O caso envolve um condomínio que já havia feito um acordo com o prestador para encerrar uma disputa relacionada à rescisão antecipada do contrato. Nesse acordo, foi paga uma multa, com quitação sobre aquele ponto específico. Mais tarde, porém, o condomínio teve de arcar com verbas trabalhistas de ex-empregados do prestador e buscou o ressarcimento desses valores em nova ação.
O juiz de primeiro grau entendeu que o processo deveria ser encerrado, por considerar que o acordo anterior teria resolvido todas as pendências entre as partes. O Tribunal, no entanto, discordou.

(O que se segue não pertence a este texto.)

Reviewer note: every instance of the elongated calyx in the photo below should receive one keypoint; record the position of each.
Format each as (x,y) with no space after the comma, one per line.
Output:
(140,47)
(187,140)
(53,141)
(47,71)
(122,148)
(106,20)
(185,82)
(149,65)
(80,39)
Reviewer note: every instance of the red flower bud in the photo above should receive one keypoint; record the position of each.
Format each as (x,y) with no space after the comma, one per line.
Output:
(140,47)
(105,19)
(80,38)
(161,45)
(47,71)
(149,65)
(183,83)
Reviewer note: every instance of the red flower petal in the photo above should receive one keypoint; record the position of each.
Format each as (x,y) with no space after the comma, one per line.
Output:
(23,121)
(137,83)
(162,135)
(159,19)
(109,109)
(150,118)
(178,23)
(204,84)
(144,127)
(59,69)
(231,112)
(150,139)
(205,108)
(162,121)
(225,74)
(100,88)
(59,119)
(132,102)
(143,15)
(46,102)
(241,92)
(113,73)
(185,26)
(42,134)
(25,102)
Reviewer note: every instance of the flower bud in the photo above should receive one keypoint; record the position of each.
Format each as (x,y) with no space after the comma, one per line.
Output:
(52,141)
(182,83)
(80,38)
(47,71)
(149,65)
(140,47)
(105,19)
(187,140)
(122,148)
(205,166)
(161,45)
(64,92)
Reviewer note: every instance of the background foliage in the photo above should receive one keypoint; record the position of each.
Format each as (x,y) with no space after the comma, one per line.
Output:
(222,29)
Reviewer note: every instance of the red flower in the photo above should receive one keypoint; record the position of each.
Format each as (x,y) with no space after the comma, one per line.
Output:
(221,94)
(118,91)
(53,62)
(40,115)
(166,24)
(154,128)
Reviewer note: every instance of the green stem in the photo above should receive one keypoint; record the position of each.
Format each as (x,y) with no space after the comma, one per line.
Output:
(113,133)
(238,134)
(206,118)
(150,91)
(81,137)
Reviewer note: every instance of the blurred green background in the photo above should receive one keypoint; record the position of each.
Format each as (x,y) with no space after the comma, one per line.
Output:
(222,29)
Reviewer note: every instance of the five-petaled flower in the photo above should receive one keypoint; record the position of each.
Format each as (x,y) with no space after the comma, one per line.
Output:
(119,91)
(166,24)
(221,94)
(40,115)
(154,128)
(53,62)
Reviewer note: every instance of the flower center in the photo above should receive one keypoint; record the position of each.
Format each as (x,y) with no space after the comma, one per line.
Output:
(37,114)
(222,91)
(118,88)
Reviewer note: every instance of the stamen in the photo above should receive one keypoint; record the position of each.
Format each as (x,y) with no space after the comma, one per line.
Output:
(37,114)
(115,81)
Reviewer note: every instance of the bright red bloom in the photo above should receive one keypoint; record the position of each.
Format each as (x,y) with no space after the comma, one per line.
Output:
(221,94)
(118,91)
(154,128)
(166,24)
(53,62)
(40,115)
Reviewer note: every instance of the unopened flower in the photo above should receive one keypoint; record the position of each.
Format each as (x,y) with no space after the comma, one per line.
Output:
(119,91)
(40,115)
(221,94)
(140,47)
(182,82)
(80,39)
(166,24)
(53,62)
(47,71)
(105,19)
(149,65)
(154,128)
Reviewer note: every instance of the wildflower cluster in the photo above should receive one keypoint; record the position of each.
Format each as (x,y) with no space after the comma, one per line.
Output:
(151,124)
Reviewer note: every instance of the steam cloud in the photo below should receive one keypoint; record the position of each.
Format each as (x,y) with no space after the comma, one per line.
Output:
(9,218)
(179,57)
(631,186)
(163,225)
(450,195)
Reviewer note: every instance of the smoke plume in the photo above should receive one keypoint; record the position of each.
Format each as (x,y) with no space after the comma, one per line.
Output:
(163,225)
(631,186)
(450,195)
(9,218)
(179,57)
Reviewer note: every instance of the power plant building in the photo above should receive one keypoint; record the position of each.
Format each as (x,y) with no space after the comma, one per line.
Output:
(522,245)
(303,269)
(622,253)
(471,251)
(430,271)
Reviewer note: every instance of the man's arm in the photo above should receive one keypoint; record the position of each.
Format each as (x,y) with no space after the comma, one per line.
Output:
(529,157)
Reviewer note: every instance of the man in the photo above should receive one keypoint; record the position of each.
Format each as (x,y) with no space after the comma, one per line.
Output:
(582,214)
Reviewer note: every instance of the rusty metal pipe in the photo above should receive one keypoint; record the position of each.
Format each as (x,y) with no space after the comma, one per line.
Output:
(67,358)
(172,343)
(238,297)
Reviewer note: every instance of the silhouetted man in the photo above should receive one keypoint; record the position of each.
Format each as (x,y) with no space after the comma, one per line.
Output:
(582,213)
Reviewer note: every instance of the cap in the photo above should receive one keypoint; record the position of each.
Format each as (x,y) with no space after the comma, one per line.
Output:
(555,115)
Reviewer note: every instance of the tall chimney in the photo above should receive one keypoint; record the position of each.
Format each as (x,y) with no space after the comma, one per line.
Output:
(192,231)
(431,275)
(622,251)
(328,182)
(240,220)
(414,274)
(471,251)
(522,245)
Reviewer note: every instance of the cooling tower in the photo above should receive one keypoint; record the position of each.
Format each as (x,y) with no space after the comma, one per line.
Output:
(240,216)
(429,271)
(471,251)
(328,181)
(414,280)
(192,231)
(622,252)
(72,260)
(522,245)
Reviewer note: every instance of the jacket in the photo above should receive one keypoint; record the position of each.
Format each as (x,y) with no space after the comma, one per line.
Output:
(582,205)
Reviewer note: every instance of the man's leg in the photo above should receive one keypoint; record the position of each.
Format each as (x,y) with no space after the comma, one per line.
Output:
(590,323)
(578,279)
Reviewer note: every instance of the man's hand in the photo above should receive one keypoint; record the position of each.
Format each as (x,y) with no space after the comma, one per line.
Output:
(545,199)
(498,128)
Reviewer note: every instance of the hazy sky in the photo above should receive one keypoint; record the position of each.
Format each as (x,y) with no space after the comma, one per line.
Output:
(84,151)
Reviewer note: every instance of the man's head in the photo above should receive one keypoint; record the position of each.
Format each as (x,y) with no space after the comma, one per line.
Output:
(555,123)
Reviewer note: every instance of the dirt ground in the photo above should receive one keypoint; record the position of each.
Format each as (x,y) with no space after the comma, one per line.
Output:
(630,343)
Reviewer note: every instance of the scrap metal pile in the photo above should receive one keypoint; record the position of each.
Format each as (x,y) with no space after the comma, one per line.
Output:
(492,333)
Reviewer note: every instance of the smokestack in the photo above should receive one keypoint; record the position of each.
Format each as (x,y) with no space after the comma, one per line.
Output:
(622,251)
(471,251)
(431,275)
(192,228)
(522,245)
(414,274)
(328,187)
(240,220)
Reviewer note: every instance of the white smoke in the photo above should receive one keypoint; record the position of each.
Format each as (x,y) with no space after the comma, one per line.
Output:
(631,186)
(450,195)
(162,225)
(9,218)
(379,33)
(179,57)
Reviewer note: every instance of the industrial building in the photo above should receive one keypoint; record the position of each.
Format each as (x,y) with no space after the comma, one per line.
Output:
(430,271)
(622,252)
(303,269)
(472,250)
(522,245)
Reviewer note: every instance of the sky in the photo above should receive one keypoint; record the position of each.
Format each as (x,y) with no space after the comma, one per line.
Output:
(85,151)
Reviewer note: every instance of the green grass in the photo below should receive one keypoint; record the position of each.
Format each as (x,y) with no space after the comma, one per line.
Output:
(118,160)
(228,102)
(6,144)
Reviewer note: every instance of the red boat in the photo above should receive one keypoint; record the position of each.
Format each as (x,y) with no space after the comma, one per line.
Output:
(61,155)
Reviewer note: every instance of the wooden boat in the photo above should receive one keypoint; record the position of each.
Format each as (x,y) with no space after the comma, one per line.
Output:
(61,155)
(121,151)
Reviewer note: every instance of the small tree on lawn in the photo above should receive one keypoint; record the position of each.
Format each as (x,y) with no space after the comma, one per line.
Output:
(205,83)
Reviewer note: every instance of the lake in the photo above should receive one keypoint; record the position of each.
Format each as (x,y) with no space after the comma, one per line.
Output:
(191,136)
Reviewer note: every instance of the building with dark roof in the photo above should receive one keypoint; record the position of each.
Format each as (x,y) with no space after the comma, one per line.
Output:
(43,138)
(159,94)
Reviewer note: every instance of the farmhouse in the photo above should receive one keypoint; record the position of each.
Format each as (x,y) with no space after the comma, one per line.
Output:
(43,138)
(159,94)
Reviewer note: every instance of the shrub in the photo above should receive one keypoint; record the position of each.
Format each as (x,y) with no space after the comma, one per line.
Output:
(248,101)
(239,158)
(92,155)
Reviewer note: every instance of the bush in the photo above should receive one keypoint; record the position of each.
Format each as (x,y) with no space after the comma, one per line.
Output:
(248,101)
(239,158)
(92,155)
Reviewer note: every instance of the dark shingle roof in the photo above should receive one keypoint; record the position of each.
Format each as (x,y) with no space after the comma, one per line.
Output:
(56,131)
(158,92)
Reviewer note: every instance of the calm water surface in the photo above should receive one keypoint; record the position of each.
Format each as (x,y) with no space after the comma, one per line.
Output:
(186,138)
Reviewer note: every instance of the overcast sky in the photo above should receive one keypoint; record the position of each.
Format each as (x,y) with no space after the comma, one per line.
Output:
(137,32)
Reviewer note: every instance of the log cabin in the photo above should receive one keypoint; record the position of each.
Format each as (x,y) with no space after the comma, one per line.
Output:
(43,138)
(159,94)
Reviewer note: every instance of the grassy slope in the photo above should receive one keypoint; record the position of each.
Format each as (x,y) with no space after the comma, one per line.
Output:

Para a 9ª Câmara Cível, o acordo anterior tratou apenas da multa pela rescisão do contrato e não incluiu as verbas trabalhistas pagas posteriormente pelo condomínio. Por isso, não houve “coisa julgada”, ou seja, não existia uma decisão definitiva sobre esse novo pedido de ressarcimento.
O relator, juiz substituto Rafael Vieira de Vasconcellos Pedroso, explicou que acordos devem ser interpretados de forma restrita, valendo apenas para aquilo que foi claramente combinado. Assim, não é possível ampliar o alcance da quitação para situações que não foram discutidas nem previstas no acordo.
Com esse entendimento, o Tribunal anulou a sentença e determinou que o processo volte a tramitar, permitindo que o condomínio tente provar seu direito ao ressarcimento.
Em resumo:Quitar uma pendência específica não significa fechar todas as contas. Se o acordo não tratou de determinado valor, a cobrança pode ser discutida em outra ação.